I am setting up kubernetes cluster using kubeadm on on-premise servers (Centos 7.6). I got the "Peer certificate error". I set sslverify=0
in kubernetes.conf
and able to proceed. But want to know how to download the certificate and proceed without sslverify flase.
[root@k8s-master yum.repos.d]# yum install -y kubelet kubeadm kubectl --disableexcludes=kubernetes
Loaded plugins: fastestmirror
Loading mirror speeds from cached hostfile
* base: centos.excellmedia.net
* extras: centos.excellmedia.net
* update: centos.excellmedia.net
https://packages.cloud.google.com/yum/repos/kubernetes-el7-x86_64/repodata/repomd.xml: [Errno 14] curl#60 - "Peer's Certificate issuer is not recognized."
Trying other mirror.
It was impossible to connect to the CentOS servers.

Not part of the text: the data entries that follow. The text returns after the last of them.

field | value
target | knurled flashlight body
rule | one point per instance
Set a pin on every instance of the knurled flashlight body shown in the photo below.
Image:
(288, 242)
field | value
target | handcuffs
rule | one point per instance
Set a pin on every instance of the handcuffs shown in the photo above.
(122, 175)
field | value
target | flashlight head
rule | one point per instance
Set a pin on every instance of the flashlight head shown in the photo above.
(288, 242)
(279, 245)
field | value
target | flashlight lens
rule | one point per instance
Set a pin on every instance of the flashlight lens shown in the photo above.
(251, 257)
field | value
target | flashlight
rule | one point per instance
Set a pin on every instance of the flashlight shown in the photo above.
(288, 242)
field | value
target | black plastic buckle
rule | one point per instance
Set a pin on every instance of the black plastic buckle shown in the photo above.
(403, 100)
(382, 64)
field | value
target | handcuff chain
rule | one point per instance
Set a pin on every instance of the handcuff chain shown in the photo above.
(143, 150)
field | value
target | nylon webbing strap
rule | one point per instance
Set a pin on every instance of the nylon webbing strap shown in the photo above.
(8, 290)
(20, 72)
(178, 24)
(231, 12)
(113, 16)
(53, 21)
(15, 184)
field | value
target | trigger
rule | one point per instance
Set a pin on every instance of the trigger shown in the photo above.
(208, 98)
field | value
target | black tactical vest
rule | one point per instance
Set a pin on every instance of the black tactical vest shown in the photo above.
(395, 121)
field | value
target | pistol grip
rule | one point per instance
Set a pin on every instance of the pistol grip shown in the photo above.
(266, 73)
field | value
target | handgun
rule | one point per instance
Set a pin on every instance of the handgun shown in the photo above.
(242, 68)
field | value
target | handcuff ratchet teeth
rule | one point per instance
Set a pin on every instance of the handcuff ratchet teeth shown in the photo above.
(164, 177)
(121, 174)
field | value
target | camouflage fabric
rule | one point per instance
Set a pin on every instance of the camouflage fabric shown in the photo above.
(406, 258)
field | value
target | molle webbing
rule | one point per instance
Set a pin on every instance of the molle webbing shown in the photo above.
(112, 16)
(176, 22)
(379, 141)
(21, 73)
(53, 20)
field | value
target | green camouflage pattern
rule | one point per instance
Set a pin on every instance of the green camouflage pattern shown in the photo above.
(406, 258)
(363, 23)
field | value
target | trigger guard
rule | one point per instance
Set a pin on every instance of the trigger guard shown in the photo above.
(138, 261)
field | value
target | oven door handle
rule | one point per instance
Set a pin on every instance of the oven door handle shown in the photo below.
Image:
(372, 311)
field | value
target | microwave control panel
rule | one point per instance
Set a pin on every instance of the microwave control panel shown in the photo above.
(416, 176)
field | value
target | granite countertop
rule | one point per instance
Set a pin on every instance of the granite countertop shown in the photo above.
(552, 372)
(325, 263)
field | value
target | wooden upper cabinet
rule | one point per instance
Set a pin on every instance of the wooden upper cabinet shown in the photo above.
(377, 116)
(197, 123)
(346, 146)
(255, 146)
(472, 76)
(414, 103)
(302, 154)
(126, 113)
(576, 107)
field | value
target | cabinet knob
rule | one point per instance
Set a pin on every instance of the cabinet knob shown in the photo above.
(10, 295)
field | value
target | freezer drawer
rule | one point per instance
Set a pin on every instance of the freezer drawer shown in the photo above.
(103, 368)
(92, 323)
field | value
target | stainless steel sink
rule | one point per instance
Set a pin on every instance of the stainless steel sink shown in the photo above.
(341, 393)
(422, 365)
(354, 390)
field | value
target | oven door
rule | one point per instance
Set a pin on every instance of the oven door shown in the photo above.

This could mean a connectivity issue in your environment, such as the requirement to configure a proxy,
or a transparent proxy that tampers with TLS security, or an incorrect system clock.
You can try to solve this issue by using the instructions on https://wiki.centos.org/yum-errors
If above article doesn't help to resolve this issue please use https://bugs.centos.org/.
One of the configured repositories failed (Kubernetes), and yum doesn't have enough cached data to continue. At this point the only safe thing yum can do is fail. There are a few ways to work "fix" this:
1. Contact the upstream for the repository and get them to fix the problem.
2. Reconfigure the baseurl/etc. for the repository, to point to a working
upstream. This is most often useful if you are using a newer
distribution release than is supported by the repository (and the
packages for the previous distribution release still work).
3. Run the command with the repository temporarily disabled
yum --disablerepo=kubernetes ...
4. Disable the repository permanently, so yum won't use it by default. Yum
will then just ignore the repository until you permanently enable it
again or use --enablerepo for temporary usage:
yum-config-manager --disable kubernetes
or
subscription-manager repos --disable=kubernetes
5. Configure the failing repository to be skipped, if it is unavailable.
Note that yum will try to contact the repo. when it runs most commands,
so will have to try and fail each time (and thus. yum will be be much
slower). If it is a very temporary problem though, this is often a nice
compromise:
yum-config-manager --save --setopt=kubernetes.skip_if_unavailable=true
failure: repodata/repomd.xml from kubernetes: [Errno 256] No more mirrors to try.